Abe membuka halaman depan ponselnya, mengetuk lambang Instagram, menutup layar ponselnya, kembali lagi membuka Instagram, gerakan diluar kepala, ketagihan. Dilayar Instastory, sudah ada postingan Mia dengan produk minuman kesehatan di tangga kapal Feri. Insting endoresnya diluar kepala, dimanapun dan kapanpun asal cuan, soal kualitas produknya itu belakangan.
Daratan sudah dekat, pepohonan kering ada dibelakang garis dermaga. Combi berjaga-jaga di mulut pintu, melaju mengaspal didataran tandus. Putaran roda Combi melesat cepat melintasi barisan pohon kelapa tua. Wangi air laut masuk ke dalam Combi, seluruh kaca terbuka lebar. Angin laut seram serampangan menghempas rambut mereka semua.
Ewok memetik okulelenya, satu senar ke senar lainya, menyanyikan lagu asal, liriknya baru saja dibuat. Dia bernyanyi pelan untuk dirinya sendiri, sambil melihat sinar matahari, dari sela-sela kepungan nyiur pohon kelapa. Perjalanan ini seperti masuk kedalam mesin waktu, waktu dimana mereka mengesampingkan hal-hal penting untuk menemukan jati diri.
Pada saat itu tidak sulit menemukan kecocokan tanggal, hari, jam, dan tempat berkumpul, untuk merencakan perjalanan. Kecocokan itu coba diramu dengan ilmu cocokologi, yang penting semua cocok, udah cocok, pasti cocok. Segala sugesti dan rayuan saling mengajak satu sama lain dimainkan. Perjalann seru tak terlupakan menjadi iming-iming.
Ide perjalanan dan rencana acara apapun tidak menjadi masalah besar, ketika dilakukan secara mendadak. Rasanya begitu lega ketika mengkaitkan dengan kehidupan mereka sekarang, kerumitan tekanan revisi, tuntutan nyinyir kata orang, deadline, dan berakhir pada tanggungjawab global, seakan beban dan nasib hidup mati perusahaan ada dipundak mereka.

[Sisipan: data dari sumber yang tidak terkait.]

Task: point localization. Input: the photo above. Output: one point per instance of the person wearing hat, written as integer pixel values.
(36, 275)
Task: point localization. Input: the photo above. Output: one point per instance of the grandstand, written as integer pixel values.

Hari ini mereka kembali memikul beban tanggungjawab mereka sendiri-sendiri, sejauh mereka bisa, karena akan ada tangan yang membantu untuk meringankan, tanpa ada saling menjatuhkan, mencari muka, bermuka dua, bermuka tebal, dan penjilat ulung.
Terlintas lagi bersama wajah-wajah lama, wajah-wajah yang mengharapkan kehadiran kita lebih penting dari urusan, dan masalah lain yang menghalangi, tiba-tiba semua ada jalan keluarnya, bijaksana.